Ku Chin-shui
Quick Facts
Biography
Ku Chin-shui (Chinese: 古金水; pinyin: Gǔ Jīnshuǐ; Wade–Giles: Ku Chin-shui, 15 January 1960 – 25 May 2016) was an Amis Taiwanese decathlete and pole vaulter. He medaled for Chinese Taipei at the Asian Athletics Championships six times, winning one gold medal, two silver, and three bronze. At the 1990 Asian Games, he earned a silver medal in the decathlon. Upon retiring from athletics, he became a physical education teacher.
On 24 August 1999, an explosion on board a landed Uni Air plane injured 28 people and killed Ku Jing-chi (C: 古金池, P: Gǔ Jīnchí), the older brother of Ku Chin-shui. A report from the Aviation Safety Council (ASC) said a motorbike battery jostled, igniting gasoline in bottles in an overhead compartment. Prosecutors accused Ku Chin-shui of asking his nephew to bring gasoline on the flight.

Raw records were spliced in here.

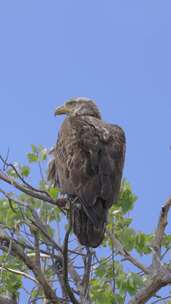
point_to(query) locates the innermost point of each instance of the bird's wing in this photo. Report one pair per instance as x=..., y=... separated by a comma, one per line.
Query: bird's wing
x=89, y=159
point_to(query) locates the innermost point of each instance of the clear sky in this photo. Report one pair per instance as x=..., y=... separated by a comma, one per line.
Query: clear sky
x=116, y=52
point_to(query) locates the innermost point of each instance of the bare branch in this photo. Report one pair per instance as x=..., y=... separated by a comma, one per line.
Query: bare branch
x=65, y=266
x=86, y=277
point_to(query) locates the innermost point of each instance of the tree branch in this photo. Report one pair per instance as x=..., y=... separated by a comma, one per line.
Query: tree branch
x=19, y=252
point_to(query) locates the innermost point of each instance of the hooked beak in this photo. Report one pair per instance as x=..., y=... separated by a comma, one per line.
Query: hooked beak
x=62, y=110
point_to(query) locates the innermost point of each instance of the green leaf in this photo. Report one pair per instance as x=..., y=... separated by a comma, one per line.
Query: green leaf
x=25, y=171
x=53, y=191
x=32, y=157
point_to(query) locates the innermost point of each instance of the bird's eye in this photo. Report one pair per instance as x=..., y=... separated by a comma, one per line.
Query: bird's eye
x=70, y=103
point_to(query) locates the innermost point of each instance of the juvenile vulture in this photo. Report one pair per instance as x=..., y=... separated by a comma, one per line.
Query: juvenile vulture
x=87, y=166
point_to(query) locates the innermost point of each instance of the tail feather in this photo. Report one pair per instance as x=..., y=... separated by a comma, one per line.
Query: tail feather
x=86, y=231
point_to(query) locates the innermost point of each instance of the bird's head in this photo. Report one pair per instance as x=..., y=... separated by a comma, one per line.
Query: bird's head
x=79, y=106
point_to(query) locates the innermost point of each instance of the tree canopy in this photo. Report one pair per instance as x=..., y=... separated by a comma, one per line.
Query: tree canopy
x=41, y=260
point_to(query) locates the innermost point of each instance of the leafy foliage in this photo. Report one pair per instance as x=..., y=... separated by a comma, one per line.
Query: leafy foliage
x=113, y=279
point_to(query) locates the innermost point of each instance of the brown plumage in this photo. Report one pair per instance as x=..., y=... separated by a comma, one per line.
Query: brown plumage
x=88, y=163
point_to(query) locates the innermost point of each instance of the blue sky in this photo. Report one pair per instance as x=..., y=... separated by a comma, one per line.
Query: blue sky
x=116, y=52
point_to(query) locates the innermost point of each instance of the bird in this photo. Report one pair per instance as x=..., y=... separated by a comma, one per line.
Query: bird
x=87, y=166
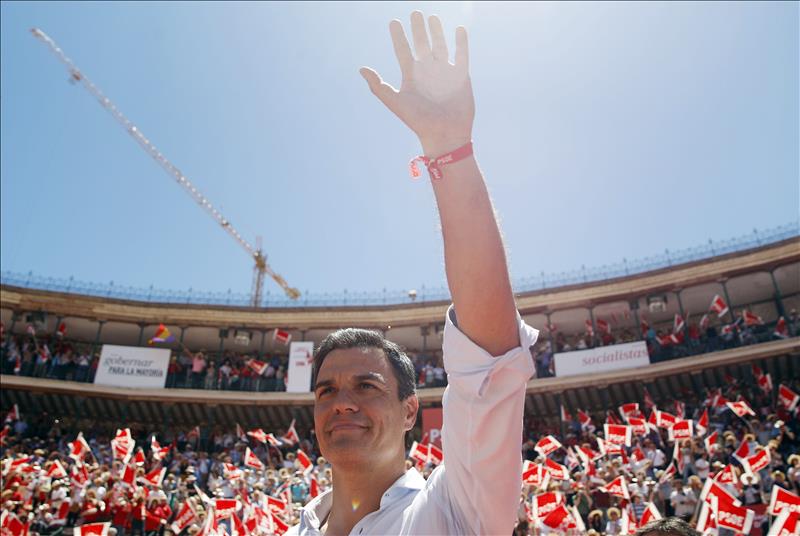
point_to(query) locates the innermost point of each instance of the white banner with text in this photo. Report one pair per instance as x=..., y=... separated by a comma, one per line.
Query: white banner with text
x=132, y=366
x=602, y=359
x=301, y=358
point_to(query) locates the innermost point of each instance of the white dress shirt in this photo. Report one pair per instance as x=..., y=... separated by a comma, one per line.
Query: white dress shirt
x=476, y=489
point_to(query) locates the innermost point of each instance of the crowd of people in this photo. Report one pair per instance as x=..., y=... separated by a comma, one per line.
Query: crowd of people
x=666, y=342
x=152, y=481
x=46, y=356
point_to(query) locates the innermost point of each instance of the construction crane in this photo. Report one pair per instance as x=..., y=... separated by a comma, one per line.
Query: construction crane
x=261, y=268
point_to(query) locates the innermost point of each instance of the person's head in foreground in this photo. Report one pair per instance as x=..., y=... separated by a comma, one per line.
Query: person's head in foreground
x=669, y=526
x=365, y=402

Ku was convicted and sentenced to ten years in prison. Upon appeal, it was shortened to seven and a half years. After a fifth retrial, he was declared not guilty. The ASC had commissioned an analysis from the Chungshan Institute of Science and Technology, which said the ASC's simulation environment differed from that of the aircraft which had exploded."
The court case caused Ku to lose his teaching position, and he worked part-time at a steel factory until 2008, when he returned to teaching full-time. Ku was diagnosed with cancer in 2014, and died of plasma cell leukemia on 25 May 2016 at National Taiwan University Hospital in Taipei. Aged 56 at the time of his death, Ku was survived by his wife and two children.